ここで考えるのは、もっと身近な、いわゆる"陸っぱり"の遊漁についてです。

なんでもオカミが規制するという発想は、そもそも民主主義とは相いれないように思うので、私個人としては好みません。

しかしながら、釣り人を公共水面(港湾施設等)から締め出す動きが進む現状を見れば、健全なリクリエーションとしての"釣り"を守る方策が必要になっていると、考えざるを得ません。

そもそも、自由に釣りのできた場所から釣り人を締め出すことになった理由は何か。

1. 公共の場所を汚す
 ゴミを持ち帰らずに釣り場に残置したり、釣り餌などで汚した場所を清掃しない等の行為により、管理者や他の釣り人に損害を与えることがある。

2. 危険行為を行う
 消波ブロックに入って、また悪天候の中でする釣りに代表される危険な釣りの結果、無謀な登山同様の事故を起こして人命救助され、漁業者や行政(消防)に負担をかけることがある。

3. 他者への迷惑行為を行う
 迷惑駐車に始まり、騒音発生、器物損壊、漁業の阻害などにより、他者に損害を与えることがある。

釣り場から締め出される理由は、概ねこのようなものでしょう。これらは"マナー"という以前の低レベルの、"犯罪"同様の行為だと言っても過言ではないと思います。

このような行為による被害が発生すれば、「釣り禁止」「立入禁止」になるのは自然の流れです。(ただし、禁止にする管理権限や法的根拠には注意が必要です。法治国家ですから。)

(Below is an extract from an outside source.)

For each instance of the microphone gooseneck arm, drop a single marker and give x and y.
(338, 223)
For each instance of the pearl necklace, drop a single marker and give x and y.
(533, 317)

残念な現状を見ると、トラブル防止策を、"啓発"で事足りるとは考えにくいのではないでしょうか。

犯罪には司法が対応しますので、悪質な行為には、現在でも警察や海上保安庁が乗り出します。これは、一定の抑止効果はありますが、自由な釣り場の維持拡大には寄与しません

真っ当な人たちが、どうすれば、気持ち良く釣りができるのでしょうか。

つまるところ、公有水面で釣りをするに相応しくない人には退場願うしかない、そう思います。

「他者の迷惑にならないように気を付ける」という簡単なマナーを守れる人のみが"遊漁"できる仕組みを作れば良いのです。

全ての釣りはルールの決まったライセンス制として、違反したら、権利を剥奪すれば良いでしょう。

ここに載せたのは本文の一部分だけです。